Procédures devant la cour :
I. Par une requête n° 21NC00170 enregistrée le 18 janvier 2021, Mme C... représentée par Me Gaffuri demande à la cour :
1°) d'annuler ce jugement du tribunal administratif de Châlons-en-Champagne du 17 décembre 2020 ;
2°) d'annuler l'arrêté du 6 octobre 2020 par lequel le préfet de l'Aube lui a fait obligation de quitter le territoire français dans un délai de trente jours et a fixé le pays à destination duquel elle pourra être reconduite d'office à l'expiration de ce délai ;
3°) d'enjoindre au préfet de réexaminer sa demande d'admission au séjour dans le délai de quinze jours à compter de la notification de l'arrêt à intervenir ;
4°) de mettre à la charge de l'Etat le versement à son conseil de la somme de 2 000 euros sur le fondement des articles L. 761-1 du code de justice administrative et 37 de la loi du 10 juillet 1991.
Elle soutient que :
- la décision est insuffisamment motivée et sa situation n'a pas fait l'objet d'un examen particulier et approfondi ;
- elle est entachée d'erreur de droit au regard des stipulations de l'article 3 de la convention européenne de sauvegarde des droits de l'homme et des libertés fondamentales et des dispositions des articles L. 313-13, L. 313-14 et L. 314-11-8° du code de l'entrée et du séjour des étrangers et du droit d'asile ;
- le préfet s'est estimé à tort en situation de compétence liée par rapport à la décision de rejet de l'Office français des réfugiés et apatrides (OFPRA) ;
- la décision porte atteinte à son droit au respect à une vie privée et familiale tel que protégé par l'article 8 de la convention européenne de sauvegarde des droits de l'homme et des libertés fondamentales ;
- elle est entachée d'erreur manifeste dans l'appréciation de la gravité de ses conséquences sur sa situation personnelle ;
- la décision fixant le pays de renvoi méconnait l'article 3 de la convention européenne de sauvegarde des droits de l'homme et des libertés fondamentales et l'article L. 513-2 du code de l'entrée et du séjour des étrangers et du droit d'asile.

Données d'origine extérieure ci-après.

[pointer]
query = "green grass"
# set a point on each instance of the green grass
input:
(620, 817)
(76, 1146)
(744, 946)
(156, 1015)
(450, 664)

Par un mémoire en défense, enregistré le 25 mars 2021, le préfet de l'Aube conclut au rejet de la requête.
Il soutient que les moyens ne sont pas fondés.
Mme C... a été admise au bénéfice de l'aide juridictionnelle totale par une décision en date du 15 avril 2021.
II. Par une requête n° 21NC00172 enregistrée le 18 janvier 2021, M. A... représenté par Me Gaffuri demande à la cour :
1°) d'annuler ce jugement du tribunal administratif de Châlons-en-Champagne du 17 décembre 2020 ;
2°) d'annuler l'arrêté du 6 octobre 2020 par lequel le préfet de l'Aube lui a fait obligation de quitter le territoire français dans un délai de trente jours et a fixé le pays à destination duquel il pourra être reconduit d'office à l'expiration de ce délai ;
3°) d'enjoindre au préfet de réexaminer sa demande d'admission au séjour dans le délai de quinze jours à compter de la notification de l'arrêt à intervenir ;
4°) de mettre à la charge de l'Etat le versement à son conseil de la somme de 2 000 euros sur le fondement des articles L. 761-1 du code de justice administrative et 37 de la loi du 10 juillet 1991.
Il soutient que :
- la décision est insuffisamment motivée et sa situation n'a pas fait l'objet d'un examen particulier et approfondi ;
- elle est entachée d'erreur de droit au regard des stipulations de l'article 3 de la convention européenne de sauvegarde des droits de l'homme et des libertés fondamentales et des dispositions des articles L. 313-13, L. 314-11-8° et L. 313-14 du code de l'entrée et du séjour des étrangers et du droit d'asile ;
- le préfet s'est estimé à tort en situation de compétence liée par rapport à la décision de rejet de l'Office français des réfugiés et apatrides (OFPRA) ;
- la décision porte atteinte à son droit au respect à une vie privée et familiale tel que protégé par l'article 8 de la convention européenne de sauvegarde des droits de l'homme et des libertés fondamentales ;
- elle est entachée d'erreur manifeste d'appréciation de la gravité de ses conséquences sur sa situation personnelle ;
- la décision fixant le pays de renvoi méconnait l'article 3 de la convention européenne de sauvegarde des droits de l'homme et des libertés fondamentales et l'article L. 513-2 du code de l'entrée et du séjour des étrangers et du droit d'asile.
Par un mémoire en défense, enregistré le 25 mars 2021, le préfet de l'Aube conclut au rejet de la requête.
Il soutient que les moyens ne sont pas fondés.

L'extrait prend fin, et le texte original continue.